Je m’imagine Dominique Bernard, quittant son domicile, ce vendredi matin. J’imagine son cartable, les dissertations qui y étaient peut-être rangées, notées, commentées. Je pense aux séances qu’il avait prévues. Je pense à ses élèves qui avaient, dans leur emploi du temps, une heure de français avec M. Bernard cet après-midi, et qui avaient dans leur sac les Cahiers de Douai de Rimbaud ou la Peau de Chagrin de Balzac. Je pense aux collègues qu’il allait croiser, aux discussions qu’il allait avoir, au déjeuner à la cantine, à la veste qu’il aurait posée sur une chaise et qu’il ne portera plus. Je pense à sa femme, à ses filles. Je pense au Balcon en forêt où il n’ira plus contempler les mots de Julien Gracq.

Ces copies qu’il ne rendra pas. Ces textes qu’il ne commentera pas.

Dans la spirale de la sidération, j’ai refait ses gestes, ses habitudes, sa vie – sa vie qui est la mienne, qui est la nôtre.

« Plus jamais ». J’aimerais y croire, comme avant, comme quand les mots avaient valeur de talisman.

Et je me surprends à penser : si jamais.

Si jamais, un jour.

Ces deux mots percent mes pensées et commencent à y prendre toute la place.

Si jamais, un jour, cela m’arrive, ne laisse pas le Président, le Ministre, le Recteur venir dire que c’est un drame et que nous tenons bon, que nous faisons face, que nous sommes debout, dans l’épreuve, que nous restons soudés, tous unis et debout.

Ne laisse pas ceux qui nous brisent, ceux qui détruisent, nous dire que la Nation se tient toute entière derrière nous et nous soutient.

Si jamais, ne laisse pas les pires de l’extrême-droite ériger les profs en héros, eux pour qui nous sommes nuls, fainéants, gauchistes, propagateurs d’idéologies, jusqu’à ce que survienne la mort, jusqu’à ce que nous puissions leur être utiles, jusqu’à ce qu’ils puissent pointer du doigt les mêmes qu’ils pointent du doigt depuis des décennies. Ne les laisse pas nous récupérer. Ne les laisse pas nous utiliser.

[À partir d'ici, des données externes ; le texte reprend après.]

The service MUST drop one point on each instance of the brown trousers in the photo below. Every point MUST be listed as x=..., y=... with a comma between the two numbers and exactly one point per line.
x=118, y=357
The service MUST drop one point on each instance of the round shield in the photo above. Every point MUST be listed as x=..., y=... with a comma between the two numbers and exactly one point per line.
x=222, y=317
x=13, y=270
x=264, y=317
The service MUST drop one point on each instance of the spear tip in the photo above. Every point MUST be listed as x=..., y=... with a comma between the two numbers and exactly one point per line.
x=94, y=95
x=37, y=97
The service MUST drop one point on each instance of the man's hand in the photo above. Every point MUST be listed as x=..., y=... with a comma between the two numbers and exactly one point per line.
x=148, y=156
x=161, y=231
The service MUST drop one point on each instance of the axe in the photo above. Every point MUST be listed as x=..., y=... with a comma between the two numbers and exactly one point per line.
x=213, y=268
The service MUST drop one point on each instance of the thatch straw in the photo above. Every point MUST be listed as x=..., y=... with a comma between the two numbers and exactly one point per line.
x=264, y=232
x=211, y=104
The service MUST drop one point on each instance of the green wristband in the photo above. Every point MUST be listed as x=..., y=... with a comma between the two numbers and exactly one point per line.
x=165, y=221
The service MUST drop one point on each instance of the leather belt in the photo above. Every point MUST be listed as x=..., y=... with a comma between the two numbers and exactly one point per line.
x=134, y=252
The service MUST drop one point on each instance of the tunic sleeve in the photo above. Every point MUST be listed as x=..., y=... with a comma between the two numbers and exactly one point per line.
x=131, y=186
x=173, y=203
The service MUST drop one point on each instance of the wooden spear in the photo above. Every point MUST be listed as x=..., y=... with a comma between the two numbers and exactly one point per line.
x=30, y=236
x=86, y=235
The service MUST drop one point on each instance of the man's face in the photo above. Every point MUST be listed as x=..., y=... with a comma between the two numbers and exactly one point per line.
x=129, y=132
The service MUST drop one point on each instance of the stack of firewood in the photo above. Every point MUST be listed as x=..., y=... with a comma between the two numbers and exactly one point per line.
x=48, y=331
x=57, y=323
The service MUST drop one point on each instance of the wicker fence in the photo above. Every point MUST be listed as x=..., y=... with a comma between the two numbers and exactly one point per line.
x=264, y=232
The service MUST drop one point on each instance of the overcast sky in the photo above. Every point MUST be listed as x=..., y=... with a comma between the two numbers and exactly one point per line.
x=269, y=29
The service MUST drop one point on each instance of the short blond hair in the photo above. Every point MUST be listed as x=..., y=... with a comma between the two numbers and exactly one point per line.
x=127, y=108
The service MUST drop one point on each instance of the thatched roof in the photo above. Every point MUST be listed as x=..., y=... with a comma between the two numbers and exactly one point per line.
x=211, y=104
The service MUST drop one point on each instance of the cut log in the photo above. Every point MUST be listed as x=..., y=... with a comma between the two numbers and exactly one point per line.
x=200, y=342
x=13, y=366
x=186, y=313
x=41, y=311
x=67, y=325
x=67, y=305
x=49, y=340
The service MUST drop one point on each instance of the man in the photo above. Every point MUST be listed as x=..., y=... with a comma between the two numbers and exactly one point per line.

Si jamais, rappelle-toi que seule la tragédie nous auréole à nouveau en passeurs de culture, en gardiens de la République.

Si jamais, protège par tous les moyens possibles mes élèves, nos élèves, de ce qu’ils entendront, de ce qu’ils subiront.

Si jamais, rappelle-toi de Samuel Paty, rappelle-toi de Dominique Bernard – si jamais, défends l’école en leur mémoire – si jamais, n’attends pas que l’on puisse dire encore – si jamais, n’oublie pas que l’école publique est à bout de souffle et lutte pour elle, toujours.